Parse::MediaWikiDump::Revisions - Object capable of processing dump files with multiple revisions per article

ABOUT

This object is used to access the metadata associated with a MediaWiki instance and provide an iterative interface for extracting the individual article revisions out of the same. To guarantee that there is only a single revision per article use the Parse::MediaWikiDump::Pages object.

SYNOPSIS

  use MediaWiki::DumpFile::Compat;
  
  $pmwd = Parse::MediaWikiDump->new;
  $revisions = $pmwd->revisions('pages-articles.xml');
  $revisions = $pmwd->revisions(\*FILEHANDLE);
  
  #print the title and id of each article inside the dump file
  while(defined($page = $revisions->next)) {
    print "title '", $page->title, "' id ", $page->id, "\n";
  }

METHODS

$revisions->new

Open the specified MediaWiki dump file. If the single argument to this method is a string it will be used as the path to the file to open. If the argument is a reference to a filehandle the contents will be read from the filehandle as specified.

$revisions->next

Returns an instance of the next available Parse::MediaWikiDump::page object or returns undef if there are no more articles left.

$revisions->version

Returns a plain text string of the dump file format revision number

$revisions->sitename

Returns a plain text string that is the name of the MediaWiki instance.

$revisions->base

Returns the URL to the instances main article in the form of a string.

$revisions->generator

Returns a string containing 'MediaWiki' and a version number of the instance that dumped this file. Example: 'MediaWiki 1.14alpha'

$revisions->case

Returns a string describing the case sensitivity configured in the instance.

$revisions->namespaces

Returns a reference to an array of references. Each reference is to another array with the first item being the unique identifier of the namespace and the second element containing a string that is the name of the namespace.
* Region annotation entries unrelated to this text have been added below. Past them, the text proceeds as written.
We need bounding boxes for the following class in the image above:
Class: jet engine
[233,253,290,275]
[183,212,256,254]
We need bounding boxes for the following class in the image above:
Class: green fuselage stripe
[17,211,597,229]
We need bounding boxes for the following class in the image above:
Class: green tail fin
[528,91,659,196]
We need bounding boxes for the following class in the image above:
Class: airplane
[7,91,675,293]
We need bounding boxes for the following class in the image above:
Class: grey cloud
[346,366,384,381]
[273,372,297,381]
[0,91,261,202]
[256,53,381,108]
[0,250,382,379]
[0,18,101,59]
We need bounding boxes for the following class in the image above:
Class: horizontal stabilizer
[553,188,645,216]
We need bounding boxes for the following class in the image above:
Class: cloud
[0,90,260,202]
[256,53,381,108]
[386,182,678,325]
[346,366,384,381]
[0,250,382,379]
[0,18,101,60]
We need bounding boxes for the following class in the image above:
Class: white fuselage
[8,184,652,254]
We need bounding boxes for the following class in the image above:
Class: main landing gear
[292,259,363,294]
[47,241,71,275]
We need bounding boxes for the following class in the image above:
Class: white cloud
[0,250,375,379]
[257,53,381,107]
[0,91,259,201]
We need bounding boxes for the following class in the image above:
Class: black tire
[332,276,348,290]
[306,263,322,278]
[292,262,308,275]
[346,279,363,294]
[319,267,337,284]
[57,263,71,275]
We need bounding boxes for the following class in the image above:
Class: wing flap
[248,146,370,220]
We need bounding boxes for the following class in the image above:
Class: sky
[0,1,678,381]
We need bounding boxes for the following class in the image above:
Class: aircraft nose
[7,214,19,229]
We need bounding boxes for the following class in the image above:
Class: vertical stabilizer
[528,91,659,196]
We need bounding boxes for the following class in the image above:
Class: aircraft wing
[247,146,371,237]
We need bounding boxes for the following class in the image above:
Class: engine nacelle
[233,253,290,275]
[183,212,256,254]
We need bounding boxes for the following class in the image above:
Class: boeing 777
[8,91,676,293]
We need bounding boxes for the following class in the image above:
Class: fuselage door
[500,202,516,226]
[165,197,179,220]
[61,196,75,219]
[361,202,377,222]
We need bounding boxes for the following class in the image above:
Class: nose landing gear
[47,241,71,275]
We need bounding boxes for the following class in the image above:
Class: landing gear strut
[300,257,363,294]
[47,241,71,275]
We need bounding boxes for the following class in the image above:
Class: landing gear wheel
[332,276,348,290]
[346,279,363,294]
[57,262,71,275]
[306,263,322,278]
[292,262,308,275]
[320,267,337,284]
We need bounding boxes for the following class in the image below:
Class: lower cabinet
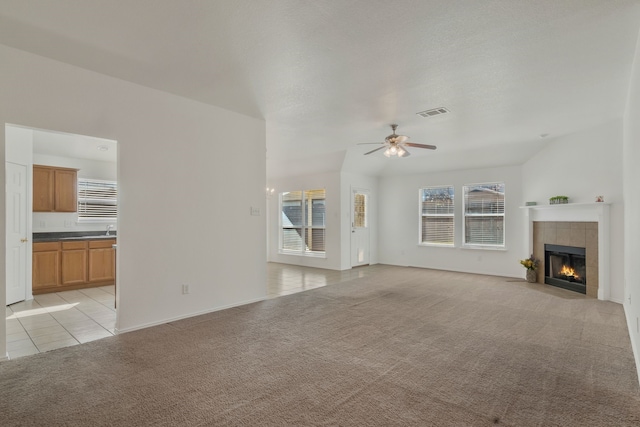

$revisions->namespaces_names

Returns an array reference the array contains strings of all the namespaces each as an element.

$revisions->current_byte

Returns the number of bytes that has been processed so far

$revisions->size

Returns the total size of the dump file in bytes.

EXAMPLE

Extract the article text of each revision of an article using a given title

  #!/usr/bin/perl
  
  use strict;
  use warnings;
  use MediaWiki::DumpFile::Compat;
  
  my $file = shift(@ARGV) or die "must specify a MediaWiki dump of the current pages";
  my $title = shift(@ARGV) or die "must specify an article title";
  my $pmwd = Parse::MediaWikiDump->new;
  my $dump = $pmwd->revisions($file);
  my $found = 0;
  
  binmode(STDOUT, ':utf8');
  binmode(STDERR, ':utf8');
  
  #this is the only currently known value but there could be more in the future
  if ($dump->case ne 'first-letter') {
    die "unable to handle any case setting besides 'first-letter'";
  }
  
  $title = case_fixer($title);
  
  while(my $revision = $dump->next) {
    if ($revision->title eq $title) {
      print STDERR "Located text for $title revision ", $revision->revision_id, "\n";
      my $text = $revision->text;
      print $$text;
      
      $found = 1;
    }
  }
  
  print STDERR "Unable to find article text for $title\n" unless $found;
  exit 1;
  
  #removes any case sensativity from the very first letter of the title
  #but not from the optional namespace name
  sub case_fixer {
    my $title = shift;
  
    #check for namespace
    if ($title =~ /^(.+?):(.+)/) {
      $title = $1 . ':' . ucfirst($2);
    } else {
      $title = ucfirst($title);
    }
  
    return $title;
  }
  

LIMITATIONS

Version 0.4

This class was updated to support version 0.4 dump files from a MediaWiki instance but it does not currently support any of the new information available in those files.